By the time she heard the bolt turn, she’d chewed off most of her lipstick. She held her breath, bumped her smile up a few degrees, then stared blankly at the short, dark-haired man who stood on the other side of the threshold. He stared back at her through silver-framed lenses as thick as her thumb. However much Luke might have changed, Lily thought, he couldn’t have lost six inches in height.
“I’m sorry. I must have the wrong room.”
“Lily Bates!” The voice screamed the Bronx and was as friendly as a pastrami on rye. Lily found her hand clasped and pumped enthusiastically. “I’d recognize you anywhere. Any-where! You’re even prettier than you are onstage.”
“Thank you.” Habit had her fluttering her mink eyelashes even as she levered her weight back to prevent him from pulling her into the room. Any woman with a killer body had best have killer instincts as well. “I’m afraid I got the door numbers mixed up.”
He kept her hand captured in his and used his other to push up the glasses that were sliding down his prominent hooked nose. “I’m Jake. Jake Finestein.”
“Nice to meet you.” They continued the little tug-of-war.
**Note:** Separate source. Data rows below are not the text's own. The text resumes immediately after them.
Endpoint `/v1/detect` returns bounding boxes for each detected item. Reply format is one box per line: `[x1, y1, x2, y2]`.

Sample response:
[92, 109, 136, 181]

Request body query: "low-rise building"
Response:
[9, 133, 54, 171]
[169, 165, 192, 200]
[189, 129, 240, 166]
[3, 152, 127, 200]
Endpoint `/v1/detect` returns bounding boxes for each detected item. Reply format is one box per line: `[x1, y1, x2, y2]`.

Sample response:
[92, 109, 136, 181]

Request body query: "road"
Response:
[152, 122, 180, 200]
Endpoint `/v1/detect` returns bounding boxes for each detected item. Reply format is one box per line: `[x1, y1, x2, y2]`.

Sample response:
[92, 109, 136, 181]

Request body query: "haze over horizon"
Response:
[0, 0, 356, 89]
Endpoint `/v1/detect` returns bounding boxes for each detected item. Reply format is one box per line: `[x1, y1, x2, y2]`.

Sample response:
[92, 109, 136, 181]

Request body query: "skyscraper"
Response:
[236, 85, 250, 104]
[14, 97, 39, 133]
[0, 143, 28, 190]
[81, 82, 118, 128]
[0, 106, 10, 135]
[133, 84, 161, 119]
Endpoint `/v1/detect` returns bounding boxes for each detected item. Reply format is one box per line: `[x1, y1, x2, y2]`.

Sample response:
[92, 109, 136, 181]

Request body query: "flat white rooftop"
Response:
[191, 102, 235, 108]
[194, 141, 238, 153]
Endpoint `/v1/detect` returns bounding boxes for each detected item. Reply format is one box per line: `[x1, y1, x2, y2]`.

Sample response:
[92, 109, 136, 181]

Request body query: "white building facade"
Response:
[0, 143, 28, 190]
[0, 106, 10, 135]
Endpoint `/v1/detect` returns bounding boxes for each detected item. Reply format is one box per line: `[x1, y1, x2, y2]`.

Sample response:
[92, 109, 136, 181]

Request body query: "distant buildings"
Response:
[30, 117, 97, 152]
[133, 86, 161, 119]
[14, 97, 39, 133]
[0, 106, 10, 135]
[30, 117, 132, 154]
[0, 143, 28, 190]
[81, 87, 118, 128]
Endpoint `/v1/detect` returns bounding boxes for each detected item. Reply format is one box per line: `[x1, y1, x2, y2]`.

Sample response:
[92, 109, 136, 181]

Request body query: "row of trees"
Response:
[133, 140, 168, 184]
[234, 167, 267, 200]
Lily glanced uneasily over her shoulder, wondering if anyone would come to her aid if she shouted for help. “I’m sorry I bothered you, Mr. Finestein.”
“Jake. Jake.” He grinned and flashed an amazing set of large white teeth, so straight they might have been surveyed by the Corps of Engineers. “No need for formalities between us, Lily. Wonderful show last night.” His black bean eyes, magnified by the thick lenses, beamed up at her. “Won-der-ful.”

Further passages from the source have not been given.